There is, too, the fascinating Belle de Costa Greene, who could “pass” for white, as a splendid chalk on paper portrait of her by Paul Hellas indicates. She was “one of America’s most influential and well-known librarians”, and travelled to Paris on behalf of the financier, J.P. Morgan. She spent forty-three years at the Morgan Library and Museum, and when she retired the New York Times said that “Much that this remarkable institution today represents can be attributed to the earnest scholarship of Miss Greene. Her wide-ranging interest in cultural treasures is reflected in the library’s fine paintings, its unusual collection of illuminated manuscripts, its rare volumes and letters, its etchings, stained glass, and pottery”.  Reading this, one might get the idea that Greene was a prim intellectual, but it’s noted that when she first arrived in Paris in 1910 she was “hungry for an arts education and eager to meet her lover, the art critic Bernard Berenson”.

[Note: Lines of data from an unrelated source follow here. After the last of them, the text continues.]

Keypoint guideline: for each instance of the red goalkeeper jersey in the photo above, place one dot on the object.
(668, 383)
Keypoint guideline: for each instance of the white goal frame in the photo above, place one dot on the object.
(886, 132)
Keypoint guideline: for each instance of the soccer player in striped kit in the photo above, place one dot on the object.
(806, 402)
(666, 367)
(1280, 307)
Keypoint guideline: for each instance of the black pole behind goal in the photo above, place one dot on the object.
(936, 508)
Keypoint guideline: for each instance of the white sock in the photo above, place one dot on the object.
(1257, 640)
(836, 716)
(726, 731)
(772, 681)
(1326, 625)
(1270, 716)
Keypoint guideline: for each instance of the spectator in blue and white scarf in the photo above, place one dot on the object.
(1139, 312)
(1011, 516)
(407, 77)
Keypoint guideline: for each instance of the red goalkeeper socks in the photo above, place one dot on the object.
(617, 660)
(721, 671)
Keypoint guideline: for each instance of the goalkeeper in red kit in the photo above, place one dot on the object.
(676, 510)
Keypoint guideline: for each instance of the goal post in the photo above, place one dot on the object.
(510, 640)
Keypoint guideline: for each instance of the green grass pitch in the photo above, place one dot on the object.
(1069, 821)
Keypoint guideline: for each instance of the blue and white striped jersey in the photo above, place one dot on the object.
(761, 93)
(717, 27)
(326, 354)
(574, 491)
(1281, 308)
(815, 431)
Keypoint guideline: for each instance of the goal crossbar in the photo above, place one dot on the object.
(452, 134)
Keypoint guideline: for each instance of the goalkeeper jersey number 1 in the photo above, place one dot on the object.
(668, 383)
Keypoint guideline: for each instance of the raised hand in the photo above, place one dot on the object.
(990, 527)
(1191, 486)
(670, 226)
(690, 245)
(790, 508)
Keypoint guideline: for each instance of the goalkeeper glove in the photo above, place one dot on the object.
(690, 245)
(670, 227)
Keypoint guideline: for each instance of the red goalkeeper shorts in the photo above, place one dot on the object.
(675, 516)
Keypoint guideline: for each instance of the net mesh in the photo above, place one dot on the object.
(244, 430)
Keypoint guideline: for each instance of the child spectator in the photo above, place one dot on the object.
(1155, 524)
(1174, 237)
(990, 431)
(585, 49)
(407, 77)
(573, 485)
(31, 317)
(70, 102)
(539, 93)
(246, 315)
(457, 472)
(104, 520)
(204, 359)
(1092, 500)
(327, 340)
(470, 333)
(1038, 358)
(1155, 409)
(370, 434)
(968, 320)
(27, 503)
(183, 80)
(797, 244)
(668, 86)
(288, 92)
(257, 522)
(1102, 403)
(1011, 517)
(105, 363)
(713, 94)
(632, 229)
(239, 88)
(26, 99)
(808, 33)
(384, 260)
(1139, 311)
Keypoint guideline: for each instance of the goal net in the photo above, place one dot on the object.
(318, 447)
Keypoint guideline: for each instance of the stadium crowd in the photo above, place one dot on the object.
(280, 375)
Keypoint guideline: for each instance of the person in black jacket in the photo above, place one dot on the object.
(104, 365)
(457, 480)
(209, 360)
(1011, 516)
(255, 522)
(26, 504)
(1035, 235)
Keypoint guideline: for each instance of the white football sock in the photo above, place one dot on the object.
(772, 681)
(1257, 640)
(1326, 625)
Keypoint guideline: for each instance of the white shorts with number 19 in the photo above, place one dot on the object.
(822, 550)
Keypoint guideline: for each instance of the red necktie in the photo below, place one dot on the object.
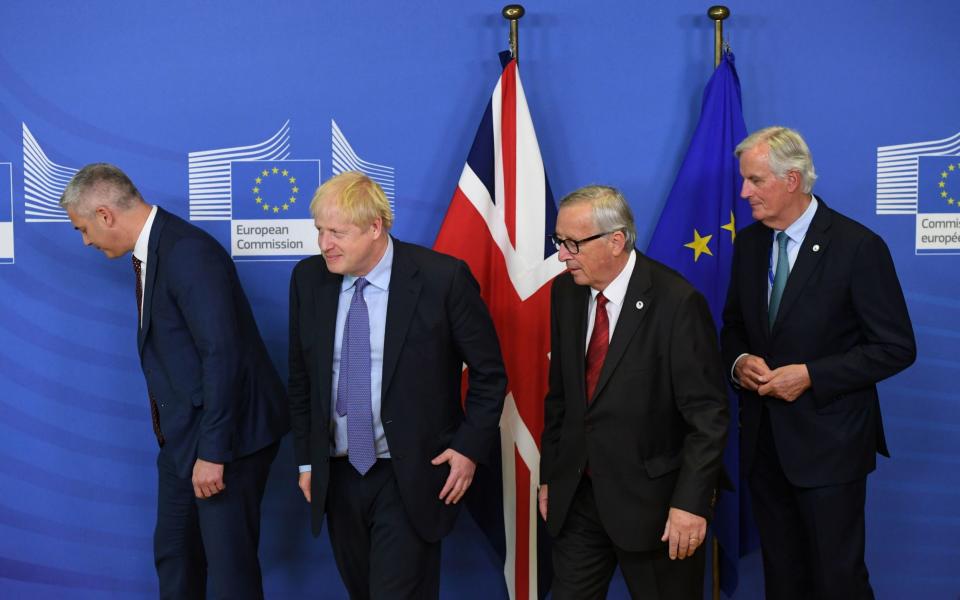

With its wide range of photographs and painted portraits, and its accompanying informative text, Brilliant Exiles is not only the catalogue for the exhibition which opened at the National Portrait Gallery in Washington in April 2024, but also a totally satisfying book in its own right. I have quoted Robyn Asleson more than once in my review, but it should be noted that there are, in addition to her contributions, four essays by other academics with a specialised interest in the subject of how American women functioned, and how they often related to each other, in the Paris of the period concerned.